Brian Bourke, Global Chief Commercial Officer, SEKO Logistics
Air freight’s high costs come in part from largely empty planes that must make the return trip back from the U.S. to China: shipping in that direction costs maybe a fifth of the price to ship from China to the U.S., van de Wouw said.
“You get a full plane to the U.S. and a deadhead on the way back,” he said, using an aviation industry term for a near-empty or fully empty plane. “The backhaul becomes a bloodbath.”
Neither Shein nor Temu responded to Forbes’ request for comment.
A big TV advertising blitz in the U.S. has fueled Temu’s growth, including ads during the 2023 and 2024 Super Bowls that encouraged Americans to “shop like a billionaire.” New survey data released last month from YouGov shows that nearly all Americans surveyed said they had heard of the company.
Its parent company PDD Holdings, which also owns an enormous sister online merchant site called Pinduoduo that only operates in China, is worth more than $167 billion. PDD Holdings is technically based in the Cayman Islands.
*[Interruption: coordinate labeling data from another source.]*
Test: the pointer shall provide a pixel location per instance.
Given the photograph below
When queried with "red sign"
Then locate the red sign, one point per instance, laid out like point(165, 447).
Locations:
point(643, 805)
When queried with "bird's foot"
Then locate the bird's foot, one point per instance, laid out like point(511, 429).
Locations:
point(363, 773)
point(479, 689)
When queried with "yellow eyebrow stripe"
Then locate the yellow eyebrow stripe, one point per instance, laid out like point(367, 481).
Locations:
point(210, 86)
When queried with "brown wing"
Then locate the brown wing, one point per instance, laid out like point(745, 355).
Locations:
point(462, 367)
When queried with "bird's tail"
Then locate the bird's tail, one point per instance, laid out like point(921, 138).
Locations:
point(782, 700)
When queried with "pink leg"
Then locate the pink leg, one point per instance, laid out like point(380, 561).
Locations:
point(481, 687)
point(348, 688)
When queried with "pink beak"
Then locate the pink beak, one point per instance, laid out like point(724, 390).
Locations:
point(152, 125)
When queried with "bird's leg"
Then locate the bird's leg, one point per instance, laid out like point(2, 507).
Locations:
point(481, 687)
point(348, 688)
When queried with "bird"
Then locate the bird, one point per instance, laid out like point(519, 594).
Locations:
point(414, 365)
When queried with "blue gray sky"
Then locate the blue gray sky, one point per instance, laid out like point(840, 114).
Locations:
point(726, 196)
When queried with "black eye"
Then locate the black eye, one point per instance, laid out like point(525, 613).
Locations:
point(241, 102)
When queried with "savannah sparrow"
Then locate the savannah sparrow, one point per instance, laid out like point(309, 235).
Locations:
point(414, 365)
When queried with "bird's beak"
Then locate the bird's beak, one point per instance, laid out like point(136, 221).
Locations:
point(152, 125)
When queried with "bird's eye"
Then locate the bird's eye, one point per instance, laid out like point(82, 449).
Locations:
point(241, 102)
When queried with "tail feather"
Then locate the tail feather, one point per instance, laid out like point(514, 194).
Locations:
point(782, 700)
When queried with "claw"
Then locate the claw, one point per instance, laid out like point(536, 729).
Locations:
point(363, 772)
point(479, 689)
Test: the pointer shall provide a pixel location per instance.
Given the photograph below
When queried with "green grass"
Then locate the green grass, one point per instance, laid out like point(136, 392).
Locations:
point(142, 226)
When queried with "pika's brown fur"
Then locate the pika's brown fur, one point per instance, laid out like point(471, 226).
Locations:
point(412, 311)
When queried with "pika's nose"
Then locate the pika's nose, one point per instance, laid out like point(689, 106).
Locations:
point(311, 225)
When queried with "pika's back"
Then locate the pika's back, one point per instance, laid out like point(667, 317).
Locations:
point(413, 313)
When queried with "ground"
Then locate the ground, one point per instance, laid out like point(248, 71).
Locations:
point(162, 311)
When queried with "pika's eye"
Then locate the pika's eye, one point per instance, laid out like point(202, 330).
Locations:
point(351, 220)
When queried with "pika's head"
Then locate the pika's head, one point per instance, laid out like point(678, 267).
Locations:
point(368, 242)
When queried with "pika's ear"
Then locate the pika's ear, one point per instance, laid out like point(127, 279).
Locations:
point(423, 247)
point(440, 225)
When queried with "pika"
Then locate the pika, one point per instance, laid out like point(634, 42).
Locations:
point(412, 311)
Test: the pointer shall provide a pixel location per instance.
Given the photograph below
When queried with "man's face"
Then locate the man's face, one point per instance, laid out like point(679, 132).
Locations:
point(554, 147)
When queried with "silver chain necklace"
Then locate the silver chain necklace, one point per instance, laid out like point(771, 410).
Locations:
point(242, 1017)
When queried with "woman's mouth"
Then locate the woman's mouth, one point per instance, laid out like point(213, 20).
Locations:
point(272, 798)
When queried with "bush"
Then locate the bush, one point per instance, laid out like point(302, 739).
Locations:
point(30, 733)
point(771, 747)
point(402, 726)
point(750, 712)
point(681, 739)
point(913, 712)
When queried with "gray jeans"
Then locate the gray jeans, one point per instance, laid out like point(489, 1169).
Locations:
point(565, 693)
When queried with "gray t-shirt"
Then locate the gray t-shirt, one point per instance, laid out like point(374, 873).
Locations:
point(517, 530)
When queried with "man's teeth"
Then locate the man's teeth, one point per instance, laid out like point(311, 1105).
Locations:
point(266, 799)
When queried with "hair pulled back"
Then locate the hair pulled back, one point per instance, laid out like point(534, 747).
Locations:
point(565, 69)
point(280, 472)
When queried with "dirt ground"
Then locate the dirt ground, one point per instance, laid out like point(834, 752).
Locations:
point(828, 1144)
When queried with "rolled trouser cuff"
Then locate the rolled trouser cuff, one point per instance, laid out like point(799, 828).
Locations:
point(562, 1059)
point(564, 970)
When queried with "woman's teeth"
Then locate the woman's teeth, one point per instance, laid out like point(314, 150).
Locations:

The company has over 17,000 employees worldwide, according to its most recent annual report, the overwhelming majority of which are believed to be working in China.
Last month, PDD Holdings announced record annual profits of over $8.4 billion in 2023, which includes approximately $5 billion in net income attributed to “other subsidiaries of PDD Holdings,” a group that includes Temu. That’s nearly twice as much as the $3.4 billion in profits brought in by the Chinese arm of the company.Shein is valued at $66 billion according to CNBC, has been rapidly encroaching into the territory of American fashion brands like Gap and Macy’s. The privately-held company has also grown incredibly fast, going from an approximated $2.5 in revenue in 2019 to an estimated $48 billion this year, according to ECDB, a German e-commerce analytics firm.
Both companies, which are likely to surpass revenues of $90 billion this year, stand to have a record-breaking holiday season — and shippers are already concerned.
“The fact that we are talking about this kind of a market this early in the year is leading a lot of people to thinking how challenging peak season, Q4, will be,” Brian Bourke, chief commercial officer of SEKO logistics, told Forbes.
“If we are like this now and it’s early May, imagine what it will be in September, October, November and December?”